Exactly. But I’m an optimist, in part because I have faith in humanity. As a species, Home sapiens is doing pretty well right now, on the whole. We are seeing, in the scope of world history, an improvement. Where women are getting any kind of freedom, particularly economic freedom, birthrates drop drastically. Global violence is declining. It could resume, but most violence now is in the form of small ethnic conflicts, and gradually those too will subside. And we are starting to see the full engine of science and technology linked to global economics, improving the conditions of everybody everywhere. So we’re moving in the right direction. It’s just that we’re moving so slowly. And this is a dangerous period in many ways. We’re running short of critical resources, like fresh water and carbon-based energy.
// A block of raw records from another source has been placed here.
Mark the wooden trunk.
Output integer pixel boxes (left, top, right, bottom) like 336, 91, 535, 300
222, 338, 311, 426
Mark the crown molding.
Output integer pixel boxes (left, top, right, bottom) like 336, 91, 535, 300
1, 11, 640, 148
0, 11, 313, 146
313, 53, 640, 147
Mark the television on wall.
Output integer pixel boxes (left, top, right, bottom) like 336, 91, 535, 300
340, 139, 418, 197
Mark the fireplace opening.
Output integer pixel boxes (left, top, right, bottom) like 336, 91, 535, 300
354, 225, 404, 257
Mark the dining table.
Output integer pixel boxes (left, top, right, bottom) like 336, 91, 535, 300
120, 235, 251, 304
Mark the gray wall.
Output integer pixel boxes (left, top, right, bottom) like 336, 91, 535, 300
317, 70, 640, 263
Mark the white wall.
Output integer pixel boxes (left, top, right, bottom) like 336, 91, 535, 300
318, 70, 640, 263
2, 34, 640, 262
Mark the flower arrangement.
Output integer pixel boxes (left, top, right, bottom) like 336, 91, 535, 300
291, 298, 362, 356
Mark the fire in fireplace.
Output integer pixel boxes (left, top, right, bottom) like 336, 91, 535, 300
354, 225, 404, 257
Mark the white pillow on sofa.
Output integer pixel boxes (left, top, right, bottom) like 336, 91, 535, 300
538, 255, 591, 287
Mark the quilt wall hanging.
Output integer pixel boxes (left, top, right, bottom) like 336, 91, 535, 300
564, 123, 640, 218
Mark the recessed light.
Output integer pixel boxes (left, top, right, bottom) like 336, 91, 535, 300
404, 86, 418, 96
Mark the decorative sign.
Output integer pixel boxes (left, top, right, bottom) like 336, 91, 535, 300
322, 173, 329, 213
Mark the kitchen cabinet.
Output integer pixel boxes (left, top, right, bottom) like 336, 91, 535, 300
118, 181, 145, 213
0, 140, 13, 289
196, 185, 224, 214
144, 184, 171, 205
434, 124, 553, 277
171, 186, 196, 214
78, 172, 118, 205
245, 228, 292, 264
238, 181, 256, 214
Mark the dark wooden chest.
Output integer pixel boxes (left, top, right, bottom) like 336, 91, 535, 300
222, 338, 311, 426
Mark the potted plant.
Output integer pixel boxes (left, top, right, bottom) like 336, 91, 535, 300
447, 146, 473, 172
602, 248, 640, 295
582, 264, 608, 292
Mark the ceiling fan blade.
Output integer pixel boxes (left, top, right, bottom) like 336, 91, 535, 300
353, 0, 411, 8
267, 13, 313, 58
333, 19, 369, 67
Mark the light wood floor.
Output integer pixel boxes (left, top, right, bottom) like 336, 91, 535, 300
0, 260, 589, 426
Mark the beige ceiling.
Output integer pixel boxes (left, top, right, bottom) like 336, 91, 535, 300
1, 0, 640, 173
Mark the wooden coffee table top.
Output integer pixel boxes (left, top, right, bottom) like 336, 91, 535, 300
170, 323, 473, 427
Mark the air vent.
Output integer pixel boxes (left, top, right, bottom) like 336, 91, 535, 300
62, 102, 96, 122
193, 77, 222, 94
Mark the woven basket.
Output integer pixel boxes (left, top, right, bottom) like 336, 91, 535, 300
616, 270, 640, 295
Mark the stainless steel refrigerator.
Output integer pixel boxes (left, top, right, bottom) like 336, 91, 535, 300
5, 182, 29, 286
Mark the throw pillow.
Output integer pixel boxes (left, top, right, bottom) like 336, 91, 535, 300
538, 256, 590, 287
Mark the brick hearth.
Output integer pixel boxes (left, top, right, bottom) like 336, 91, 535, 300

But if we continue improving, we will overcome the most perilous of our shortcomings—social, behavioral, and political.
The one area that I am constantly worried about, though, is conserving the rest of life. There we’re not doing so well. We’re behaving recklessly, and if we eliminate a large number of species, which we are doing right now, we may come out of the bottleneck of the 21st century having passed through all these current shortages and difficulties only to have a less livable, less stable world because we didn’t take good care of the natural ecosystem.
Do we have the means to avoid this fate?
It can be done. Preserving habitat, for example, is not that expensive. The Nature Conservancy recently estimated that in order to set aside reserves of sufficient size to save as much as 70 percent of known species, we would need one payment equal to a tenth of a percent of the combined gross domestic products of the countries of the world, something like $70 or $80 billion. And that could even be spaced out over time. That’s chump change. Then we’d need just a few crumbs off the table to fund research into biodiversity.
I can give so many examples of projects that give me hope. I’ve seen conservatives and environmentalists coming together to establish the nation’s most biodiverse national park, which will support a rich flora and many rare turtles and snakes. Then there’s the work I’m doing with a conservation group in the Florida panhandle to protect a continuous corridor several miles wide as habitat for slow-moving species that are relocating in the face of climate change. Another experience that inspires me is my time in the only known virgin rainforest, Africa’s Gorongosa National Park, where, thanks to the funding and direction of one benefactor, the American Greg Carr, and the cooperation of the very young Mozambique government, we’ve witnessed the rebirth of an incredibly diverse wildlife habitat in an impoverished country that was only recently ravaged by civil war. So over and over again I see that if people have a dream and the will to pursue it, we can do amazing things.